Deluxe partners with GE on VR experience

LOS ANGELES — GE and Deluxe VR (www.bydeluxe.com) recently partnered to illustrate how GE’s various businesses cross-pollinate a vast knowledge base to develop new solutions. The interactive GE Store virtual reality experience embodies the notion that GE’s sum is greater than its parts, and that company-wide collaboration benefits customers and investors alike, resulting in better products, services and outcomes.

The experience lets viewers select seemingly disparate GE business units — healthcare, oil & gas, energy connection, transportation, digital, renewable energy, global research center, or aviation — to see the real-world ways in which they collaborate. For instance, combining healthcare with oil & gas transports users to the ocean floor to reveal how GE is using ultrasound technology to improve underwater crude oil pipelines. 

“Conveying how the interconnectivity of GE technologies encourages the realization of bigger, more impactful outcomes was an ambitious, complex and somewhat abstract idea,” says Andy Goldberg, chief creative officer of GE. “VR was the best way to bring it to life, and the Deluxe team have been great partners in doing so. Within this VR experience, people are actively transported into different settings and can see the connections being made across our businesses.”
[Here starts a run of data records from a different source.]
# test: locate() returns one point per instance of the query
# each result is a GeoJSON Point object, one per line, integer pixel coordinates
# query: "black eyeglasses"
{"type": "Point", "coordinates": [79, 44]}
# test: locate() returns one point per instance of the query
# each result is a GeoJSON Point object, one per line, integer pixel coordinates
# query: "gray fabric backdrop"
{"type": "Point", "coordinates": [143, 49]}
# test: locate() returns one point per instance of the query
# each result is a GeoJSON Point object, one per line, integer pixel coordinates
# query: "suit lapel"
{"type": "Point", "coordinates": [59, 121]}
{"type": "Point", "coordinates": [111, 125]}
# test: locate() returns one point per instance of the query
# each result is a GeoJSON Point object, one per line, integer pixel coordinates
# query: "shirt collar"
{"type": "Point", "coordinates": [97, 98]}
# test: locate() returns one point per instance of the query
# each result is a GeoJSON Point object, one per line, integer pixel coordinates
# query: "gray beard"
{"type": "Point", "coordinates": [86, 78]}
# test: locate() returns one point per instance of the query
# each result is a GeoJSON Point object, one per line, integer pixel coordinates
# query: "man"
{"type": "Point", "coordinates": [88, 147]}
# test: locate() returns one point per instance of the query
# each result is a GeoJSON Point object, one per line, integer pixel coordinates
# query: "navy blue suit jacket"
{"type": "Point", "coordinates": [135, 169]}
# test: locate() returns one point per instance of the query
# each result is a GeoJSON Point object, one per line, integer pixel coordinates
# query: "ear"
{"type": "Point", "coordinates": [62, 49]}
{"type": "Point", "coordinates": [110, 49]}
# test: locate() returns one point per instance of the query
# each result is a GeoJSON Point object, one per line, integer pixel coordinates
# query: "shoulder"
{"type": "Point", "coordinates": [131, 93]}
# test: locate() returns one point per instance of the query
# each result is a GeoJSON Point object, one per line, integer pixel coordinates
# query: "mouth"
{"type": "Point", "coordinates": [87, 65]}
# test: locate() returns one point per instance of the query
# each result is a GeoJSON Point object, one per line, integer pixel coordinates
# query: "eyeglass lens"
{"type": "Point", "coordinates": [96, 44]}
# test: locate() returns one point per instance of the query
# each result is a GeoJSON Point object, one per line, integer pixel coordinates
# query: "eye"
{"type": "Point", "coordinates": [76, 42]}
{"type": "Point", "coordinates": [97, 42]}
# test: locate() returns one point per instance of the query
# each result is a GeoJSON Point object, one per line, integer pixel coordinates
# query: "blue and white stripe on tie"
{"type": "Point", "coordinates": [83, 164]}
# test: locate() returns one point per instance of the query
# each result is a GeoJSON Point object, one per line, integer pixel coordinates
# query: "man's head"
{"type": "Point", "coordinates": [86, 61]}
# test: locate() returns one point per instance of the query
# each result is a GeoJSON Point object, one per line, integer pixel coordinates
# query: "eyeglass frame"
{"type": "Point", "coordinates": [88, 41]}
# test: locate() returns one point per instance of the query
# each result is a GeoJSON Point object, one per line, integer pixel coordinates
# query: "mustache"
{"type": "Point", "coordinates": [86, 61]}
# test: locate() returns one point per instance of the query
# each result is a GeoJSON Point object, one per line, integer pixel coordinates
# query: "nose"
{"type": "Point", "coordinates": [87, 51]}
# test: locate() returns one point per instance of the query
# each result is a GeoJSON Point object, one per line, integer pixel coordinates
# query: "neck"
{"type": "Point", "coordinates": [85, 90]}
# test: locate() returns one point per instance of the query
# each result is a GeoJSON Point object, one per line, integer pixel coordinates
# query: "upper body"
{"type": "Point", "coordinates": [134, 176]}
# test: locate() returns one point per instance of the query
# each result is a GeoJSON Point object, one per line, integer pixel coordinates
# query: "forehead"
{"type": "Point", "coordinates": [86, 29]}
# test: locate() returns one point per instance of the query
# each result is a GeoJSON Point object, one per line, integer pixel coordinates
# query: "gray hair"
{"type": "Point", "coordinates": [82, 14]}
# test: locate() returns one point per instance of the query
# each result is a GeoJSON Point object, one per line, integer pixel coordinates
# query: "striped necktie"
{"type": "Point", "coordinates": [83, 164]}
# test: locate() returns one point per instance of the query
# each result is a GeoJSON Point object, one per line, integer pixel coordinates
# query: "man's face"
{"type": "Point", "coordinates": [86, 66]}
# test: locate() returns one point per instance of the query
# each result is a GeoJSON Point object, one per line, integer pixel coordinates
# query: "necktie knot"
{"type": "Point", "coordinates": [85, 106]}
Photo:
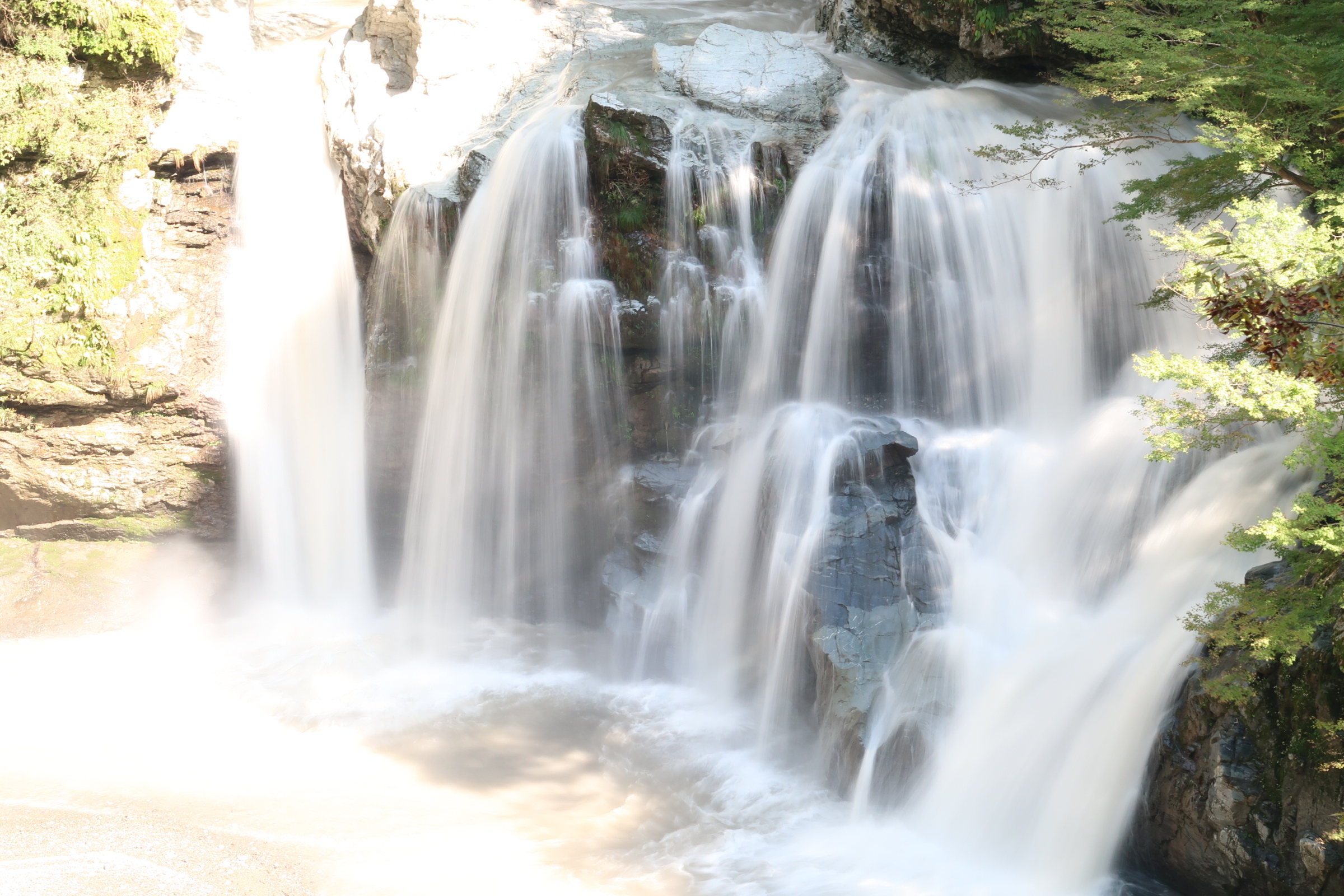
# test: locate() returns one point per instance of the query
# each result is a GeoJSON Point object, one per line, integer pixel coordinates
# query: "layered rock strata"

Briefed by Goldberg on the synergies and collaborations comprising the GE Store, Deluxe VR’s creative team set out to identify compelling visuals and interactions that would intersect GE’s divisions and drive the experience. 

Teams of artists researched each business unit to flesh out concepts and storylines, modeled the CG assets, built new 3D models based on real-world GE technologies, and modified existing high-res assets from GE to run at the necessary frame rate for VR. To achieve a high level of interactivity, Deluxe VR’s technologists customized the simulation engine specifically for this experience, developed new anti-aliasing tools, and experimented with new hardware and software. Refining the interface was a key focus to ensure that viewers could intuitively navigate the virtual environment.